Итак, в 1929 году начали строить новый вокзал. Это было событием. Объявили конкурс. Участниками его были известные московские и ленинградские архитекторы, но первую премию получил киевлянин — Александр Матвеевич Вербицкий, добропорядочный последователь дореволюционного модерна, маститый киевский архитектор, с которым впоследствии столкнула и меня судьба.

Условия конкурса были довольно необычны. Фасад здания должен был быть выдержан в духе выходившего тогда на арену конструктивизма, но с учётом элементов украинского барокко. Сочетание, мягко выражаясь, довольно нелепое.

Вербицкий из этого тупика как-то выбрался. Отдал дань барокко в центральной части вокзала, обрамив громадное параболическое окно вестибюля так называемым кокошником. Украинского в нём было не ахти как много, но что-то от митрополичьих покоев Софийского собора всё-таки чувствовалось.
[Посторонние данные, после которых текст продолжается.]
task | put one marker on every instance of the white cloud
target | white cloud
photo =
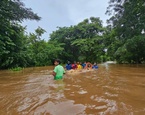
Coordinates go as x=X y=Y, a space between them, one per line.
x=64 y=12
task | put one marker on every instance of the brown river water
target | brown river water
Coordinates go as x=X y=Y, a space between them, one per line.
x=110 y=90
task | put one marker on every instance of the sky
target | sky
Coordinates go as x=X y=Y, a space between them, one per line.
x=60 y=13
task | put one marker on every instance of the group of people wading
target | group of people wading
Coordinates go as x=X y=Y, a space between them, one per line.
x=78 y=66
x=59 y=70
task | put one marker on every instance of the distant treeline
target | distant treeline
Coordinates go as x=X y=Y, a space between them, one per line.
x=123 y=39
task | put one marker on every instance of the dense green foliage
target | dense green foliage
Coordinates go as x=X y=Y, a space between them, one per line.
x=124 y=37
x=127 y=38
x=83 y=42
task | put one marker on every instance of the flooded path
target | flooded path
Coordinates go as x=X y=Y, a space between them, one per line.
x=111 y=90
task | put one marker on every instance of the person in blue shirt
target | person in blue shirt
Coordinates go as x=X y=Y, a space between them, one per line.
x=68 y=66
x=95 y=66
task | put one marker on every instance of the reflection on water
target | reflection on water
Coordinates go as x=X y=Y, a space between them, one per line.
x=112 y=89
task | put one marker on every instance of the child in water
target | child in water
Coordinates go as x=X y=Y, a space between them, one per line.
x=58 y=70
x=68 y=66
x=79 y=66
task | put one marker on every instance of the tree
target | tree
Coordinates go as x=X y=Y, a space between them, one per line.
x=11 y=33
x=82 y=41
x=127 y=23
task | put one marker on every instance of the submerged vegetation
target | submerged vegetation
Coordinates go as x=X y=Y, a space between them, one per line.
x=123 y=39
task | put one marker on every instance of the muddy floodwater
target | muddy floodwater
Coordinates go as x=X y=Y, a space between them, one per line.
x=110 y=90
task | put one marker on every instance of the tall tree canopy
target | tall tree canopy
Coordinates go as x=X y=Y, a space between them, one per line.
x=83 y=42
x=127 y=23
x=11 y=33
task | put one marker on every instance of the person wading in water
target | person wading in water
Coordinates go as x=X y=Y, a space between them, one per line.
x=58 y=70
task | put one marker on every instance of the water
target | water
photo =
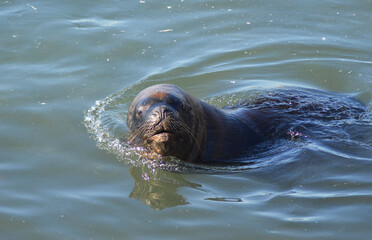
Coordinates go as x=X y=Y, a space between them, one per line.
x=59 y=57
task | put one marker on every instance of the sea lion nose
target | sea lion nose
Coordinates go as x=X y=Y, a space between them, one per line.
x=160 y=112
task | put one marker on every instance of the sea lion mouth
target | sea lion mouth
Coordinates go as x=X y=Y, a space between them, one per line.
x=158 y=131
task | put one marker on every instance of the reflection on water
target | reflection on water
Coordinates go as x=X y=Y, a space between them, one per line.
x=157 y=189
x=59 y=57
Другой киевский архитектор, Дьяченко, в этой части пошёл ещё дальше, совсем приблизился к XVIII веку, поре расцвета украинского, так называемого мазепинского барокко. Братья же Веснины, напротив, сделали упор на современность, конструктивизм — бетон, стекло. Вербицкий нашёл середину — и бетон, и стекло, и вот, пожалуйста, кокошник.

Мне проект вокзала очень нравился. Скажу по секрету, нравились мне тогда все проекты без исключения, но, поскольку строить предполагали по проекту Вербицкого, я влюбился именно в него.

И вот, о счастье: окончив профшколу, я стажёром пошёл на строительство этого самого вокзала. Два года корпел в техотделе над синьками арматуры, а потом мастерил «восьмёрки» и «кубики» из литого бетона, которые, «схватываясь» на двадцать восьмые сутки, разрывались и раздавливались в бетонной лаборатории Политехнического института. Всё это мне казалось знаменательным и важным — я строил вокзал, красу и гордость нового Киева.

Вокзал был весь в лесах — и снаружи, и внутри, — и я бегал по ним, как матрос по реям, и любовался с сорокапятиметровой высоты вестибюля (того самого кокошника) расстилавшимся внизу городом — куполами Владимирского собора, далёкой Софией и маленьким памятником Ленину у самого вокзала, на виадуке над товарными путями — скромный бюст, обсаженный вокруг трогательными незабудками.

Потом леса сняли, и вокзал предстал в своей бетонной наготе — в гигантских параболических, освобождённых от опалубки арках было что-то торжественное, от древних соборов, величественное. И в то же время всё было просто и целесообразно. Вестибюль, широкая лестница, направо и налево залы ожидания, высокие, светлые, без всяких украшений — XX век…

Я был счастлив и горд. Снял своего любимца со всех возможных точек и фотографии отправил в журнал «Глобус». Их напечатали. Гордость и счастье дошли до предела.

Так простоял вокзал до войны, до прихода немцев. Уходя, они попытались его взорвать, но «мой» бетон был крепок и толу не поддался — только стёкла повылетали и кое-где закоптилась белоснежная штукатурка.